Students in higher institutions of learning will resume studies on November 1 after a nearly five-month hiatus following President Museveni’s closure of schools to curb the spread of Covid-19 in June.
Early this month, the President, however, recently gave the institutions the green light to reopen after weeks of speculation on when the learning facilities would be allowed to resume. He, however, directed that the staff be vaccinated.
The State Minister for Higher Education, Dr John Chrysostom Muyingo, recently revealed that students aged 18 and above should also get jabbed.
Various challenges, including misinformation, have, however, contrived to keep the uptake of vaccines notoriously low. This has left many observers in doubt as to whether the institutions are prepared to receive students in four weeks’ time.
Universities speak out
Prof Umar Kakumba, the deputy vice chancellor of Makerere University, told Daily Monitor that the institution will stagger the students’ return.

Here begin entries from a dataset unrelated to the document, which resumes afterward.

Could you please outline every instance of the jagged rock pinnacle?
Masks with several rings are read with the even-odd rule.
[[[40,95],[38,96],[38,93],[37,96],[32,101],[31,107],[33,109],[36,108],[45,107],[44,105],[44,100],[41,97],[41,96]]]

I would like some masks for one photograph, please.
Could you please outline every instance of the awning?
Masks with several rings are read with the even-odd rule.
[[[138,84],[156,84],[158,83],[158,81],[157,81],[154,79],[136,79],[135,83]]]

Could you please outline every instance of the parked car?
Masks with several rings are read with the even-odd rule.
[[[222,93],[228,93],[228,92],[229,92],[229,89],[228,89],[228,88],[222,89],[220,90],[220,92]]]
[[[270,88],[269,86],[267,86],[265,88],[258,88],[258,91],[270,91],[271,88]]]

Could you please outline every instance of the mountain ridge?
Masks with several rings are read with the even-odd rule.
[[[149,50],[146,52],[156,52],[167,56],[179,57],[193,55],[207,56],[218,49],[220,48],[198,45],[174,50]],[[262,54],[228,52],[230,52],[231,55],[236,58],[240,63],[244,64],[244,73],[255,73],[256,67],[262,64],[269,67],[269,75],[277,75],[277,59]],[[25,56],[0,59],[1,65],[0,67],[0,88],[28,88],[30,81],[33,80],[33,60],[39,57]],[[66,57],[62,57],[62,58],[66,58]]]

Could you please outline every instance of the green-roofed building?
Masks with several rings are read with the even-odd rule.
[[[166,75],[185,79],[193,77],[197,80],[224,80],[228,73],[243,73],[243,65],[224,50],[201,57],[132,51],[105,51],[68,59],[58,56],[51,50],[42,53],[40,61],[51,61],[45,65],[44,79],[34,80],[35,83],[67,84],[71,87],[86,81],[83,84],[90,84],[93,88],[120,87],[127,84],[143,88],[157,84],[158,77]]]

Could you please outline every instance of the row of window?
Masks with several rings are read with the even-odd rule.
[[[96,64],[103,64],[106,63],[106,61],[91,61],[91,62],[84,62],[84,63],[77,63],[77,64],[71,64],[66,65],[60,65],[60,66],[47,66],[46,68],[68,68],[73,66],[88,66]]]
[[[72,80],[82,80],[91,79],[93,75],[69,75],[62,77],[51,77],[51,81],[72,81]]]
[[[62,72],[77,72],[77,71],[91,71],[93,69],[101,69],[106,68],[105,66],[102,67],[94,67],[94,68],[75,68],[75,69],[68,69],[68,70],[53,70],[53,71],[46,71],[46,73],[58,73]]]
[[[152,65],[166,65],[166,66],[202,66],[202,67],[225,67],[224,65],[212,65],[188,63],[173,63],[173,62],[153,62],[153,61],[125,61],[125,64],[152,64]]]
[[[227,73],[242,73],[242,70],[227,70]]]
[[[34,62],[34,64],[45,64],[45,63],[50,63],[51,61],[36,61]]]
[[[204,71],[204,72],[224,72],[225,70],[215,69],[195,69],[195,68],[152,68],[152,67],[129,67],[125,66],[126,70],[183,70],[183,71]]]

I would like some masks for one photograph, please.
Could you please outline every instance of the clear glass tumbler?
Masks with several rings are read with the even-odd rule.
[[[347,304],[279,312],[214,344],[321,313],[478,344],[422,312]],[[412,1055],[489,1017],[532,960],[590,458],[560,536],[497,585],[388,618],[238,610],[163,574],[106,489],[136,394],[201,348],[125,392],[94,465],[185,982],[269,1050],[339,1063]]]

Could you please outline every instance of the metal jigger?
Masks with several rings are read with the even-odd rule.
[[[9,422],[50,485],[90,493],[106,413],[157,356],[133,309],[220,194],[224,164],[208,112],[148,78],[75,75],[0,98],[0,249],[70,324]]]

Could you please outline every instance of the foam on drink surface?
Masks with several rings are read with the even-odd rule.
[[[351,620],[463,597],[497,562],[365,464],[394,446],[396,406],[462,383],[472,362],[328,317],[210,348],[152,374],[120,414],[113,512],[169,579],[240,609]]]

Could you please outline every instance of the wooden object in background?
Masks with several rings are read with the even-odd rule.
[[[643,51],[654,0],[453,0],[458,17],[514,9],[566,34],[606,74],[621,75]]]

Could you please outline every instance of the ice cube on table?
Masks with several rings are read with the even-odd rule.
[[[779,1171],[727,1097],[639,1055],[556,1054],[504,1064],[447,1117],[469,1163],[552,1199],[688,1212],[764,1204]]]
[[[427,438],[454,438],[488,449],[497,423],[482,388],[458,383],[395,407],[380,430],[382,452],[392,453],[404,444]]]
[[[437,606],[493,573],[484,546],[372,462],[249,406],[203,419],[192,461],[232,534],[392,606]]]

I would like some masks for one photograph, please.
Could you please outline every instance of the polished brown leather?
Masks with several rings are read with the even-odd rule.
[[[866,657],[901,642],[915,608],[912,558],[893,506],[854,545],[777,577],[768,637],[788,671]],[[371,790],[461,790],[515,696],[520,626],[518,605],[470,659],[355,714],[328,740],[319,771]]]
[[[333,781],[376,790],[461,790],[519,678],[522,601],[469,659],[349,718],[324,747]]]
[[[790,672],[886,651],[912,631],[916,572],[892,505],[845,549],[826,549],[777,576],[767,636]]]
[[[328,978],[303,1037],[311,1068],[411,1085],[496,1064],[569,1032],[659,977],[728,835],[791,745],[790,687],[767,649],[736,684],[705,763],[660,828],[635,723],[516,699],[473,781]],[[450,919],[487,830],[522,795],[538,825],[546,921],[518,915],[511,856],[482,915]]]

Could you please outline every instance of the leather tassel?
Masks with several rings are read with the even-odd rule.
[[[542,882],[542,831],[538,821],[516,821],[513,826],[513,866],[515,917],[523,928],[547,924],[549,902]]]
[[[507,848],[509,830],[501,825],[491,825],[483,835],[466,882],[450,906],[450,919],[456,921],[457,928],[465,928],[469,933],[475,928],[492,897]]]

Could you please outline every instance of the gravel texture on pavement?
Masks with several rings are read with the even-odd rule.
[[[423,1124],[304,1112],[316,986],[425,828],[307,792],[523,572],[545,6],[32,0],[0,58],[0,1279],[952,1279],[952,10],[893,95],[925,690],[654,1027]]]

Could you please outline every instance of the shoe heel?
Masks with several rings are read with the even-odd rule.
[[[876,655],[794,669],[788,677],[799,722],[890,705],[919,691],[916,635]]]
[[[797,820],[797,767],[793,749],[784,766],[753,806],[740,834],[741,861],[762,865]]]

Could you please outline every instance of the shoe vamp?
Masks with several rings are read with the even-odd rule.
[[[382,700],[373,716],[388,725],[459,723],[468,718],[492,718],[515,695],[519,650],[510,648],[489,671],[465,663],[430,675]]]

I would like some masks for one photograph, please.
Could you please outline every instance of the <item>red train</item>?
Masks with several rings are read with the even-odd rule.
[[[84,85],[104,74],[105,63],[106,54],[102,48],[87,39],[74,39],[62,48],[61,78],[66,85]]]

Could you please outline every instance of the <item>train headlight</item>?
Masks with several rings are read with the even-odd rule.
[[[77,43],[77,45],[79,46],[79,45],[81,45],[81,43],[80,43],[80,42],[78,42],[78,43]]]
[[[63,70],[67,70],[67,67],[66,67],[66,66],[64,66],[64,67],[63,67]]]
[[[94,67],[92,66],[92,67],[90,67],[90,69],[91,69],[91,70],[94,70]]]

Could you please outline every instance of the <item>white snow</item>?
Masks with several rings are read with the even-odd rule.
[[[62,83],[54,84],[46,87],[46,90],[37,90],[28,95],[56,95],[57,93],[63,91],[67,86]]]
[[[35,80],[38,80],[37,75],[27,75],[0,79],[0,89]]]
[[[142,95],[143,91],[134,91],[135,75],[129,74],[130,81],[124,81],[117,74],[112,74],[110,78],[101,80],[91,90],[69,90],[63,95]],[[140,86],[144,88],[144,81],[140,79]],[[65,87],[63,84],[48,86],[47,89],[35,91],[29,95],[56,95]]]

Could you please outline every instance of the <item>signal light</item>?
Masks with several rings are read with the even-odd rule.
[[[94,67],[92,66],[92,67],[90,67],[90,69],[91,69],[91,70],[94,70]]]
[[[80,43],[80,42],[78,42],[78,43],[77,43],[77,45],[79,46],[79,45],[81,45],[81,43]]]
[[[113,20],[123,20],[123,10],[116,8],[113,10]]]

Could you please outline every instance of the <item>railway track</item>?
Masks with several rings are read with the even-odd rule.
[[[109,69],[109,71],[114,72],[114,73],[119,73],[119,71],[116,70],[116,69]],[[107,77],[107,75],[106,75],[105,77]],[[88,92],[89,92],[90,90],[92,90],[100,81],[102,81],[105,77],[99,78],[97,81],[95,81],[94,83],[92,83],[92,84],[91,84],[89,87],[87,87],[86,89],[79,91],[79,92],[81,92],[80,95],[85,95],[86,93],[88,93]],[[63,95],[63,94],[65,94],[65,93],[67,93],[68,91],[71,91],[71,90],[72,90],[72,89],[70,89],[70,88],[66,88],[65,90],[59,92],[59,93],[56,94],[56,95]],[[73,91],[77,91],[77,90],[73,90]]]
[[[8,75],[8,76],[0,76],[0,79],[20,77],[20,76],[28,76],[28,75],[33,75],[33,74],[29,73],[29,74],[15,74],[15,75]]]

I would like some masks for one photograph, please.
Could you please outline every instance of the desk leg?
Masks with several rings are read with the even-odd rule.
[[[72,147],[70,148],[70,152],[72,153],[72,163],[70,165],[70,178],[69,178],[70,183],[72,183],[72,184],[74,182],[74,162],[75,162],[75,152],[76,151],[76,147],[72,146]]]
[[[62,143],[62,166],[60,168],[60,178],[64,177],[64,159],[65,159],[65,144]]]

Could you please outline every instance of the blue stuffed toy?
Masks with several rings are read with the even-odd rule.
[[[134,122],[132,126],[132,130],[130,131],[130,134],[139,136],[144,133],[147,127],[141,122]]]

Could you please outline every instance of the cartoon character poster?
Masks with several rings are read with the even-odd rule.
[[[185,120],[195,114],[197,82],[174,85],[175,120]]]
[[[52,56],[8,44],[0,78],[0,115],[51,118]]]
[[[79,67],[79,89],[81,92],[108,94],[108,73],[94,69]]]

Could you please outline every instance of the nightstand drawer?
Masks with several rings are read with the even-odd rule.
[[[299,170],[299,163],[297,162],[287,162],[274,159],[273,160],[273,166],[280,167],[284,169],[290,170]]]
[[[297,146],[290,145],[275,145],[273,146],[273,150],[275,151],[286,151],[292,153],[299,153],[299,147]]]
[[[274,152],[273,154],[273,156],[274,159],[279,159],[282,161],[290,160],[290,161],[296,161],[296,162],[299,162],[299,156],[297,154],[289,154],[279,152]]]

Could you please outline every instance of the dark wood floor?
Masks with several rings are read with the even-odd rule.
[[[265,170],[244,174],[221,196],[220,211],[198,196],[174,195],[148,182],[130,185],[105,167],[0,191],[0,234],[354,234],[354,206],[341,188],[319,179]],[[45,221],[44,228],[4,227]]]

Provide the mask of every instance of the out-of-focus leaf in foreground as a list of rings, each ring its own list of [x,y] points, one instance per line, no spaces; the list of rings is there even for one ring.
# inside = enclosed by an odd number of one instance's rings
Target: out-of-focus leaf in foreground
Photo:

Prof Kakumba conceded that “allowing everyone back on campus on November 1 will certainly cause a problem.”
He added: “Instead, we shall receive those who had already been studying virtually, including the final bunch of finalists who will report for face-to-face interactions as well as prepare to sit for exams.”
After this respective group completes examinations, First Year students and other categories will return to commence their respective programmes.
However, Prof Paul Waako, the vice chancellor for Busitema University, said: “[Online] sessions will be for mostly courses with a big number of students; [whereas] face-to-face sessions will be preserved for practicals and examinations.”
He added: “We certainly know that a number of our students are going to come when they have not been vaccinated. For this reason, we are working together with the district Covid-19 taskforce to ensure that vaccinationscamps are set up at all our campuses which students will easily access upon reporting.”
Inoculations on campuses
At Uganda Christian University (UCU), infrastructure has been set up to get returning students inoculated. The university clinic, Allan Galpin Health Centre, which was accredited by the Ministry of Health to work as a Health Centre III, will carry out the vaccinations. The university also has a functioning laboratory.
“Once our students report and the university gets supplies of the vaccine doses, we shall be encouraging all our students to get vaccinated,” Mr Frank Obonyo, the communications manager at UCU, said.
Similarly, in a September 27 statement, Prof Eli Katunguka, the vice chancellor of Kyambogo University, said students will be vaccinated at the university medical centre.
“I urge everyone to get vaccinated from wherever you are as we prepare to reopen. Kyambogo University Medical Centre will be one of the venues for vaccination so look out for their programme,” he said.
When Daily Monitor visited some of the institutions, we discovered that many were setting up various hand washing points and pinning messages on walls about coronavirus.
At Islamic University in Uganda (IUIU), the public relations officer, Ms Rehema Kantono, said: “We shall not allow any student on campus without a facemask.”
Most of these learning institutions said it was still quite early to tell how they would handle students who would not have yet been vaccinated by November 1.
“We shall have other subsequent meetings and see a way forward. But for now, we are strict about our teaching and non-teaching staff to get vaccinated,” Mr Hamuza Muwonge, the principal of Namasuba College of Commerce, said.
He added: “We want them to lead by example. Without vaccination, we won’t allow them within the premises of the institute after November 1.”